Kandaen which stars Shanthanoo Bhagyaraj in the lead role is all set to hit the screens tomorrow. Kandaen features Rashmi as the female lead while Santhanam, Vijayakumar, Ashish Vidyarthi and Nimmi in the lead roles.

Kanden falls flat while trying to bring romance and comedy together.

Handling romantic comedies is a bit tricky; there's a fine line between being hilarious, adding love to the mix and getting it right. Sri Sivaselvanayagi Amman Movies' Kanden (I Saw), directed by debutant director AC Mugil, sort of wavers from wringing laughter to providing romance, and falls flat on its face somewhere in-between.

Accordingly, you have local Casanova Vasanth (Shantanoo Bhagyaraj), the only surviving grandson of a rich patriarch (Vijay Kumar). He is so much in favour of love marriage that he evades all of his grandfather's efforts to get him married, even lying that he has a girlfriend in Chennai. So the grandfather proposes a condition: Vasanth has to bring his lover to their hometown within a month and get married; if not, he would have to kowtow to the old man's choice.

Thus begins what's supposed to be a cat-and-mouse game of Vasanth looking for the ideal girl, getting rejected by several, and then falling for the predictable fair-skinned heroine Narmadha (Reshmi Gautam) who swishes her hair at him in a temple. It's love at first sight. Vasanth begins the candy-floss path of filmi romance; he woos her by pretending he's blind. She falls for him and never suspects anything, his occupation, home or family. Even more hilarious is the fact that her father, a Police Commissioner (Ashish Vidhyarthi) believes Vasanth too!

And then, complications arise, which are resolved in supremely silly ways.

Shantanoo plays the too-smart lover-boy who's too sweet for words this time around; though he acquits himself in the humour department, he hams his way through completely. He badly needs guidance in his choice of films. Debutante Reshmi Gautam has precious little to do but wear short dresses and stand around prettily; she looks a lot like the fairer version of Kaadhal Sandhya. Ashish Vidhyarthi and Vijay Kumar have been wasted.

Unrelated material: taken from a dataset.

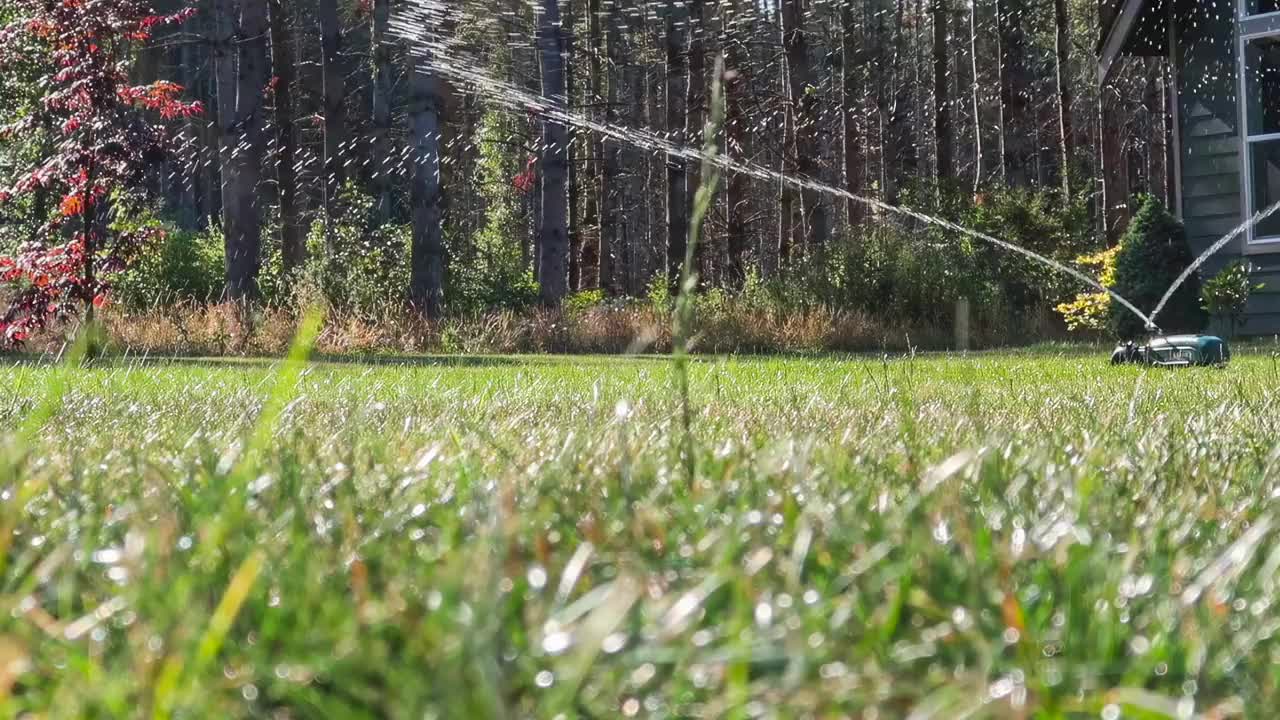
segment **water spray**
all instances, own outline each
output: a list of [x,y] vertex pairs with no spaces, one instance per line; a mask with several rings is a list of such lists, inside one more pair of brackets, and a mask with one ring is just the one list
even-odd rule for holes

One of Kanden's saving graces is comedian Santhanam (who's gone from just a sidekick to being the main prop, these days), who actually shores up the faltering screenplay and makes sure its going somewhere. It's he who appears to be having a ball; the reason you can even sit through the second half.

Vijay Ebenezer's music is peppy in parts; Unnai Kandene is catchy. Prashanth D'Misale's camera work is bright, glitzy and colourful; just the right touch for a romantic movie without complications. Anthony Reuben's editing could do with some more finesse, while S M Anand's art-work is frothy and rich, considering the film's plot.

The first half, despite it's largely logic-less sequences moves at a brisk pace, but everything unravels pretty soon in the second, limping along though contrived sequences and forced romantic interludes. You're not really invested in this couple's adventures, largely because they're not interested in it, nor are they interesting. The dialogues are trite; the plot-points are repeats from comedies twenty years old; consequently, the climax is dull. The last ten minutes are so ridiculous it's not even funny.

Considering this is his debut, AC Mugil deserves some slack, you suppose; still, he could have done much better with this crew and cast. As it is, Kanden doesn't capitalize on its strengths and proves disappointing.